A Disabled Woman Dies following NHS Mistakes

  • A disabled woman's mother and Mencap claim doctors provided inadequate care because of attitudes based on woman's disabilities

    A critical report shows an NHS ombudsman has found that a woman with physical and learning disabilities has died following a series of NHS mistakes.

    A series of mistakes from two NHS organisations is found to have contributed to the death of a young woman with physical and learning disabilities, the NHS ombudsman has concluded in a highly critical report that has highlighted the issue of prejudicial attitudes leading to poor care for such vulnerable patients.

    The report, by NHS ombudsman Dame Julie Mellor, finds that Tina Papalabropoulos, died aged 23 in Basildon hospital in Essex of aspiration pneumonia in 2009 after a series of errors by an out-of-hours GP service and an NHS hospital.

    Mencap says it has identified around 100 cases in which patients with learning disabilities have died after receiving poor care. They have estimated 1,200 vulnerable patients a year die because of neglect by the NHS.

    The ombudsman made four findings of "service failure" against Basildon hospital, part of Basildon and Thurrock University Hospitals NHS foundation trust.
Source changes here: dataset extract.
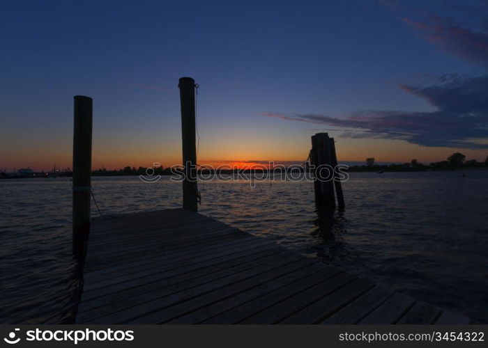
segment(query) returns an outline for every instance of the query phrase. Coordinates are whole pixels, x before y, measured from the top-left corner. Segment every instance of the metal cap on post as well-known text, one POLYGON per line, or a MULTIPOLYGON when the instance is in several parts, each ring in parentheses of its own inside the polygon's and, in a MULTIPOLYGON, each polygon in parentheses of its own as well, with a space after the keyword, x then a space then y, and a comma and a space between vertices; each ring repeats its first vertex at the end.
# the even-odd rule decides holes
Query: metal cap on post
POLYGON ((181 139, 185 178, 183 182, 183 209, 197 211, 197 147, 195 132, 195 81, 181 77, 178 86, 181 102, 181 139))
POLYGON ((73 177, 73 242, 77 257, 83 255, 90 230, 91 187, 91 131, 93 100, 75 96, 73 177))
It was guilty of "a prolonged delay before [Paplabropoulos] received the treatment that her condition called for".

    The report also criticises the hospital for doctors not giving Tina's parents the full picture during discussions with them, not implementing a care plan which should have guaranteed her better care, as they had dealt with her since she was young, and staff did not discharge their responsibilities under disability discrimination law.

    Tina Papalabropoulos
     Tina Papalabropoulos with her mother, Christine


    Christine Papalabropoulos, Tina's mother, and the charity Mencap both claimed that doctors provided such grossly inadequate care to her because of attitudes based on her disabilities. She had learning disabilities, epilepsy, a form of dwarfism called Russell-Silver syndrome and severe curvature of her spine.

    Ms Papalabropoulos said:

    When your child becomes ill and you need professional help from doctors, you and your child are looked at and you can see their mind working: 'Is there any point in trying to save this child's life?' You can see that they think 'this child has an existence and not a life.
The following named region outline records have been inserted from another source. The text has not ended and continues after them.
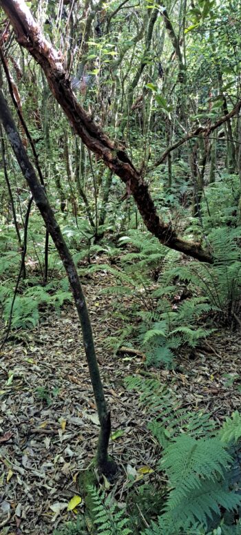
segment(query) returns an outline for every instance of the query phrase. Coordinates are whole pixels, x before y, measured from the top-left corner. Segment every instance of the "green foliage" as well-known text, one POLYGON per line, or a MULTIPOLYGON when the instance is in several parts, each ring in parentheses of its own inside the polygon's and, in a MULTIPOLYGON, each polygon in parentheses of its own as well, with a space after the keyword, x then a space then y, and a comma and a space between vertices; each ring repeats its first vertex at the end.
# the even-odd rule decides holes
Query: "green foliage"
POLYGON ((236 443, 241 439, 241 415, 235 410, 226 419, 220 431, 222 442, 236 443))
POLYGON ((95 487, 87 488, 92 501, 92 510, 88 512, 94 532, 100 535, 129 535, 129 522, 122 510, 111 503, 110 496, 105 498, 95 487))
POLYGON ((78 516, 76 522, 66 522, 60 529, 54 529, 53 535, 87 535, 84 518, 78 516))
POLYGON ((237 507, 241 497, 226 488, 224 476, 232 458, 217 438, 199 439, 182 434, 165 450, 162 465, 171 490, 167 516, 179 521, 198 521, 207 525, 220 506, 237 507))
POLYGON ((38 399, 46 403, 49 406, 53 401, 53 397, 58 395, 59 388, 53 388, 50 390, 48 387, 38 386, 34 390, 34 394, 38 399))
MULTIPOLYGON (((28 284, 25 281, 25 284, 28 284)), ((61 287, 56 288, 56 284, 49 283, 45 286, 39 285, 28 286, 22 290, 21 294, 15 297, 12 317, 12 328, 32 328, 39 321, 39 311, 43 307, 53 307, 58 312, 65 301, 72 300, 72 294, 61 287)), ((61 284, 60 285, 61 286, 61 284)), ((0 285, 0 303, 3 306, 3 317, 9 320, 13 299, 12 288, 0 285)))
    Wrong! This child is loved by all the people, family and friends that they come into contact with. This child is a human being. They just happen to be born with a disability.

    Mencap is also "deeply concerned" about three other deaths at Basildon hospital. Beverley Dawkins, Mencap's policy manager, said:

    [Tina's] family and Mencap believe that the failings that led to her losing her life at 23 were because doctors held the view that Tina's life was not worth saving, due to her disability.

    The hospital trust issued a brief statement without any apology to the family or regret over the death. It simply said that since Papalabropoulos died in 2009 "the hospital has made significant improvements to the care and treatment we provide our patients with learning disabilities".